Late last month while surfing my favourite blogs, I happened upon Danimezza's I Heart My Body post. It floored me, seriously. I don't know if it was the stunning photos, the eloquent words or the courage that jumped right off the page, but Danielle's post really touched me. I sat and stared at the photos for what seemed like ages. I marvelled at the courage it takes for a woman, a real woman, to bare all. I went to bed that night wondering if I'd ever feel that comfortable with my body.

Over the next week I browsed through all the other entries in the I Heart My Body campaign. They were all great to read through. It was encouraging to see many other curvy chick's declare their love for their non cookie cutter bodies. It got me thinking, could I dig deep enough to find the courage to participate as well?

All my life I've been taught to hate my body, that it wasn't anything to be proud of. It's hard to break free not only from lifetime habits. It's a slow road for me and slowly I'm learning to change my self talk and stop feeling so negative about my body. Society's "rules" and what other people think of me is another big hurdle that I haven't quite conquered yet. I've spent the past 5 or 6 years avoiding swimming pools because I didn't have the confidence to don a bathing suit, I was scared of what people might say. Last summer, I broke free from that. I suited up and had some awesome days at the aquatic centre with my boys. I plan to do it again this year too. Having said that, I bought my first ever pair of knee high boots earlier this year, but they sat idol in the bottom of my wardrobe all winter because I was worried about what other might say.....Seriously! So this is my attempt at over coming that particular hurdle.

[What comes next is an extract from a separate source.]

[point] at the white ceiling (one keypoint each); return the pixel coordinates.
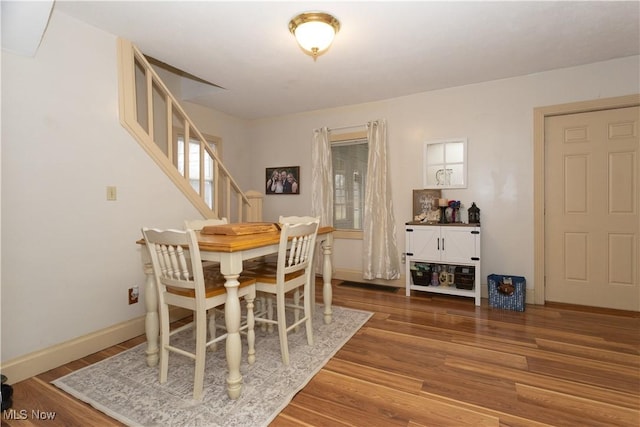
(384, 49)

I don't "do" full body photos. Even on FB, pics that show below my waist are a rarity. So this is a bit of a big deal for me. No I'm not nekkid, not quite ready for that.......yet. But this is me, the whole lumpy bumpy reality.

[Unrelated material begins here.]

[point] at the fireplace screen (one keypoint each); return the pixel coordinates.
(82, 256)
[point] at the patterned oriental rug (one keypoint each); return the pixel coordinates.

The best thing for me is, when I look at these pictures while I still see the "flaws" my mind is more positive about them. What's even better is I'm able to look past the "flaws" and easily see my assets....My rockin rack and good set of pins, just in case you were wondering ;)

Above all though, I heart my body because it's mine.


2 comments:

  1. I heart it too.... :) you still look the same as you did when we first became friends all those many years ago! I focus on being positive and having healthy habits cause I don't want my girls to have body hang ups it wastes far too much time and energy!! Be happy cause your beautiful just the way you are!